— Наш народ лишен этой европейской мании все называть и раскладывать по полочкам, — проворчал он. — Вам кажется, что если вы что-то назвали, дали ему имя, то вам об этом все стало известно. Сказал бы я, как называется эта птица, вы что, узнали бы про нее что-нибудь новое? Нет, ни о ее свойствах, ни о повадках, вообще ничего существенного. Просто придуманное человеком слово, возможно случайное. От этого птица не станет лучше летать или нести больше яиц. Это еще одна форма колониализма, когда существам и явлениям нашего мира вы даете свои имена.
Я была уязвлена, поэтому спросила:
— Послушайте, разве я колонизовала вашу несчастную страну? Я и своих французских родственников не очень-то люблю.
Я увидела, как задрожали его губы, и поняла, что сейчас он поймает меня на слове. Так оно и вышло.
— Кстати, Изабель, — улыбнулся Таиб, — расскажите про себя, про свою семью, про свое детство.
— С какой это стати? — недовольно пробурчала я.
— Что, хотите наказать меня за резкость суждений?
— Дело не в этом. Просто… в общем, особенно нечего рассказывать.
— Если так человек говорит о своем детстве, то это очень печально. Неужели вы с такой легкостью отказываетесь от него?
— Тогда я была совсем другая.
— Разве так бывает? Я вспоминаю себя в четыре года, потом, скажем, в девять или в пятнадцать лет и вижу, что я все тот же человек, каким был тогда. Неважно, хожу ли я по улицам Парижа или по базару Тафраута. В моей личности мало что изменилось. Просто я больше узнал о жизни, о других людях и о самом себе. Но я надеюсь, что не потерял своей сути, внутренней чистоты, невинности и радости жизни того мальчишки, которым был когда-то.
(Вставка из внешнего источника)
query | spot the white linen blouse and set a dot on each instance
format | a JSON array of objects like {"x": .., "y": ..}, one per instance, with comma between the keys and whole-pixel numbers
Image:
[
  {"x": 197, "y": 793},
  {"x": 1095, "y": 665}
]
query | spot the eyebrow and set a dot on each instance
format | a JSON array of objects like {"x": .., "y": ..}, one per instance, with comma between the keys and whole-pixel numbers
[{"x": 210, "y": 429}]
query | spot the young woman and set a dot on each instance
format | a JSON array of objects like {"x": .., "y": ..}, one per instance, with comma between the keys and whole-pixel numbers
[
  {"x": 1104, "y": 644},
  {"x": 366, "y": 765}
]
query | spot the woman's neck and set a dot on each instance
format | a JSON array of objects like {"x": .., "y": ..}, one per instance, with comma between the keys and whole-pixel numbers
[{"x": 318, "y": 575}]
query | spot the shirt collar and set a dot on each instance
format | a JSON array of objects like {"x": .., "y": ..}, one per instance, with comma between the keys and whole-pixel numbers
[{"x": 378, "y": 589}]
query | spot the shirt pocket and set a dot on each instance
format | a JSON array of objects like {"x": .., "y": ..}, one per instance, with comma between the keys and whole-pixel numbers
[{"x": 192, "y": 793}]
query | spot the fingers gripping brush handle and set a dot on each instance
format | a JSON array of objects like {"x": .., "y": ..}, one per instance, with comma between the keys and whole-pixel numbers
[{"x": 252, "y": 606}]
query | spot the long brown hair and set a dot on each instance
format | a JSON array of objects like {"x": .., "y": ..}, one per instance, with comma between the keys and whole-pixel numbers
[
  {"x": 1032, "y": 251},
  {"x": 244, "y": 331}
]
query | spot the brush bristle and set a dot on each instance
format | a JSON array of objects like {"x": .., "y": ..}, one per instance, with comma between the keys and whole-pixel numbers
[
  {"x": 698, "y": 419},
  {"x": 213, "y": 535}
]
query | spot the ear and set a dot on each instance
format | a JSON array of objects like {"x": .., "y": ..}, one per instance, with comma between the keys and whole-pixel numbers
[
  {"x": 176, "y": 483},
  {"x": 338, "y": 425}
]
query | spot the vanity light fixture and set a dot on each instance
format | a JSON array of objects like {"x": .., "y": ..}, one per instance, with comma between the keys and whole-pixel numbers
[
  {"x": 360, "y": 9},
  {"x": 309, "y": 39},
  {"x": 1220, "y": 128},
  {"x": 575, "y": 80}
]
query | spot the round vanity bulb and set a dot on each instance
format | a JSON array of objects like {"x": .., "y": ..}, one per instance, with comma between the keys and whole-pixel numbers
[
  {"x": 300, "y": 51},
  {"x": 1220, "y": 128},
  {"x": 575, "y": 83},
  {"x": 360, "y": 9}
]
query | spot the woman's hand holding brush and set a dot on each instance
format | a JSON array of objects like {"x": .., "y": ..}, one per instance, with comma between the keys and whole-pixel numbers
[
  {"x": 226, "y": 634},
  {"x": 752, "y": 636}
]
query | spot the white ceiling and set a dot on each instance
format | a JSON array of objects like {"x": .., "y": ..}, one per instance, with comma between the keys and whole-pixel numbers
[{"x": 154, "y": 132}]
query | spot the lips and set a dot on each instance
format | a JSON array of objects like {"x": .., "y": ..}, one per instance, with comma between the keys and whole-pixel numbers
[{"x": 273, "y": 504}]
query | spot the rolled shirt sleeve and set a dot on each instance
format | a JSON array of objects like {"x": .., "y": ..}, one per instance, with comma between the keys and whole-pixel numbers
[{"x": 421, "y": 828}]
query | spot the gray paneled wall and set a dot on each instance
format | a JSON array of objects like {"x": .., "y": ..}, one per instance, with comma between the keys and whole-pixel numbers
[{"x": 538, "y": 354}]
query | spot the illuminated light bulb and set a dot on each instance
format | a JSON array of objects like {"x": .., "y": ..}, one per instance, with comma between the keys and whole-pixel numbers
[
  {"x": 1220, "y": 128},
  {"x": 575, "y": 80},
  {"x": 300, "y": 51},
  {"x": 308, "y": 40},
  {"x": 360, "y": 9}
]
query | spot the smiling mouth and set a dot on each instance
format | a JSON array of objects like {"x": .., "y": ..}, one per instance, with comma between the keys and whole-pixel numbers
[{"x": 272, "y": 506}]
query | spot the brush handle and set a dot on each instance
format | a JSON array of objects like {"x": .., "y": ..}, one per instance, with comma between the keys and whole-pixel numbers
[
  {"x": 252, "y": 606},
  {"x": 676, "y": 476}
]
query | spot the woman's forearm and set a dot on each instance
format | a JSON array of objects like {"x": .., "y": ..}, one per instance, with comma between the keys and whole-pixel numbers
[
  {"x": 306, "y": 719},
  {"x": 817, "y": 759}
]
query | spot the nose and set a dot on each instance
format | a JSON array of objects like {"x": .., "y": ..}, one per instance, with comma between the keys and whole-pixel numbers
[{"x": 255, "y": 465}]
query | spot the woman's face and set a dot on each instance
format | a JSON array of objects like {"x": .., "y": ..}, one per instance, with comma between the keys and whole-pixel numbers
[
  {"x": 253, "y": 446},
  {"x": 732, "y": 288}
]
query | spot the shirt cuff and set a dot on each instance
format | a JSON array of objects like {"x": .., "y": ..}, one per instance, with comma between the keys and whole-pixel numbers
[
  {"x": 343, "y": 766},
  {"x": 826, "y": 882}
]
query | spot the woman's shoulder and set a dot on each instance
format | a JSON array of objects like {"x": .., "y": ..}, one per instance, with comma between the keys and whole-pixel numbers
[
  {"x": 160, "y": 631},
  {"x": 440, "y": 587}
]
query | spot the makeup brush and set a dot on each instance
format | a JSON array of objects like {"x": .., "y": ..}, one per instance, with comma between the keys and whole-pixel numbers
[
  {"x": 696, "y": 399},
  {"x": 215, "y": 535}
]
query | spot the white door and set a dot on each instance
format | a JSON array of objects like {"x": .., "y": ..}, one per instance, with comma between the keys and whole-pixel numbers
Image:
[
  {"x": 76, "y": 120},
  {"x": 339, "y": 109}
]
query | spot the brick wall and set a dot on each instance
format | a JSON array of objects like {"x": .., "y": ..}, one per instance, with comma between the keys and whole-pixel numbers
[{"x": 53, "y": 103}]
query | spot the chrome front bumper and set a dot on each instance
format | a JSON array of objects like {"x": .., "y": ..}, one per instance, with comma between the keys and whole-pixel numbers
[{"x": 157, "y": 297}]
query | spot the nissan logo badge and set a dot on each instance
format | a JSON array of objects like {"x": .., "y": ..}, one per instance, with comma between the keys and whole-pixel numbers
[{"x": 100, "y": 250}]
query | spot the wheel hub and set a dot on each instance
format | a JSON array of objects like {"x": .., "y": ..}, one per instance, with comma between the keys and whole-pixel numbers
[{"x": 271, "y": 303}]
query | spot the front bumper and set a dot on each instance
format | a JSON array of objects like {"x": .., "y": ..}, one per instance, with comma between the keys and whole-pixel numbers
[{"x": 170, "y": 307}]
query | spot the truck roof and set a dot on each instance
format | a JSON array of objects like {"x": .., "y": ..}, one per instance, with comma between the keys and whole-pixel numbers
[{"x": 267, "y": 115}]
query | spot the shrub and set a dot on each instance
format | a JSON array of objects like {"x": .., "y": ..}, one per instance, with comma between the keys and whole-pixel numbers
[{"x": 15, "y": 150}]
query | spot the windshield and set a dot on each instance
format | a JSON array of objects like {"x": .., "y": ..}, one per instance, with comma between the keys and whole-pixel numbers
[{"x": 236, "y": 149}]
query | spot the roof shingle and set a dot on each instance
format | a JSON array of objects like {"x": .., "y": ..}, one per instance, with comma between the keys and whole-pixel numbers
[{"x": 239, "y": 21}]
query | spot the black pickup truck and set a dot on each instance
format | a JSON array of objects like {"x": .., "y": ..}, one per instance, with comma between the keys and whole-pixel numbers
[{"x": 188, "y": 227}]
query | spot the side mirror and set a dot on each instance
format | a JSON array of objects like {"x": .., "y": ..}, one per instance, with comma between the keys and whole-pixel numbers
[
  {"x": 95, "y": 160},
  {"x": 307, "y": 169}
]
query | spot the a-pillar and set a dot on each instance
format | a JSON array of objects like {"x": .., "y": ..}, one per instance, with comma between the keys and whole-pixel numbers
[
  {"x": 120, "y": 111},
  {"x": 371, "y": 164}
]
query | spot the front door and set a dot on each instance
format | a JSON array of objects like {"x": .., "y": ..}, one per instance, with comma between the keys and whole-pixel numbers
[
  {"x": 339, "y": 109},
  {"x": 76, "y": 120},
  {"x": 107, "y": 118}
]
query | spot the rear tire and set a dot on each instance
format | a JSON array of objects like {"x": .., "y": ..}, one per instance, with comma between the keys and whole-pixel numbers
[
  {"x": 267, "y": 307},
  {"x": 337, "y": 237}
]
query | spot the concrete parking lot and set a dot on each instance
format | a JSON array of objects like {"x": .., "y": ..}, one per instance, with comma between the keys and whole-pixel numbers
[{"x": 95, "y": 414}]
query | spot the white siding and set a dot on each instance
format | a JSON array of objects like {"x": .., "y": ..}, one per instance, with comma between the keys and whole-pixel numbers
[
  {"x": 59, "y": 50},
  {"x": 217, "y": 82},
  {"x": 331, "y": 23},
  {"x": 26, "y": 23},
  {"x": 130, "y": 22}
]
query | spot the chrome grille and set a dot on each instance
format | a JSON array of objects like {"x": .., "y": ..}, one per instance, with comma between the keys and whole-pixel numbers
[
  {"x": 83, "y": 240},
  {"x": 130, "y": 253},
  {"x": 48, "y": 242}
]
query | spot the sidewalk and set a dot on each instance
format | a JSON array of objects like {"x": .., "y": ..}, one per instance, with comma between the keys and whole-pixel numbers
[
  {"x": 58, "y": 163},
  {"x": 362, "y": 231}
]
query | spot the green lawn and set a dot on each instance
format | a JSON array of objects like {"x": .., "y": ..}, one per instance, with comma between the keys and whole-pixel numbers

Я молчала, обдумывая эти слова и завидуя простоте, чистоте его взгляда и ясности жизни. А я могу вспомнить себя в четыре года? Можно было бы, если как следует постараться, причем довольно отчетливо. Вот маленькая Иззи. Она вечно играет в саду и постоянно чем-то занята: строит замки, устраивает какие-то тайники, плетет веночки из маргариток, сооружает садки для разведения червей, вьет гнезда для птиц, которые никогда ими не пользуются.
Я улыбнулась, хотя воспоминание было окрашено печалью, поскольку та Иззи давно уже исчезла.
— Лучше вы расскажите о своем детстве, — попросила я, желая сменить неловкую для меня тему.
Мы мчались по необъятным просторам совершенно дикой местности, усыпанной обломками скал, с невысокими обрывами, черными пирамидальными холмами, неясные, расплывчатые очертания которых проступали в воздухе, наполненном пылью. Лаллава тихо посапывала на заднем сиденье, а Таиб рассказывал мне о своем детстве. Он был вожаком мальчишеской банды, державшей в страхе весь городок. Они воровали из чужих садов яблоки, играли среди скал в войну, в базарный день пробирались на рынок, в загон для ослов, отпускали на волю всех стреноженных животных и уводили их в холмы. Бедные владельцы скотины возвращались с базара с полными корзинами и мешками и вдруг обнаруживали, что их транспорт отправился своим ходом домой, в отдаленную деревню. Что тут начиналось, не передать. Они убегали в горы, прихватив совсем немного еды, которую удавалось выпросить или украсть.
Однажды Таиб пообещал притащить живую курицу, прокрался в сарай, где соседи держали птиц, сунул отчаянно сопротивляющуюся несушку за пазуху и дал деру. Они поднялись высоко в горы и на привале уже хотели отрезать бедняжке голову, но единственный перочинный нож, который у них был, оказался таким тупым, что не мог даже перепилить куриную шею. Мальчишки режут, а ей хоть бы что, зато уж кричала так, что за перевалом, наверное, слышно было. Потом птица вырвалась и, хромая, удрала в пустыню, правда, голову держала как-то странно набок и крыльями хлопала так, что перья сыпались. Они хохотали ей вслед, и ни у кого уже не было ни сил, не желания ее догонять.
— Я иногда думаю, что бедняга до сих пор где-то там живет, и мне становится приятно, — сказал Таиб, весело сверкая черными глазами. — Она основала свою династию или породу кривошеих горных кур.
Когда мы проехали указатель на Акку, Лаллава вдруг проснулась. Я видела, как она наклонилась к окошку, близоруко сощурила глаза, приставила ладонь ко лбу и затуманила дыханием стекло. Старуха что-то сказала Таибу, он притормозил, остановился и вручил мне пачку бумажных салфеток, на которой было написано слово «Beauty»[57]
и изображена застенчивая арабская принцесса в украшенном бисером головном уборе, с подведенными сурьмой глазами и едва заметными усиками.— Ей надо… Ну, сами понимаете.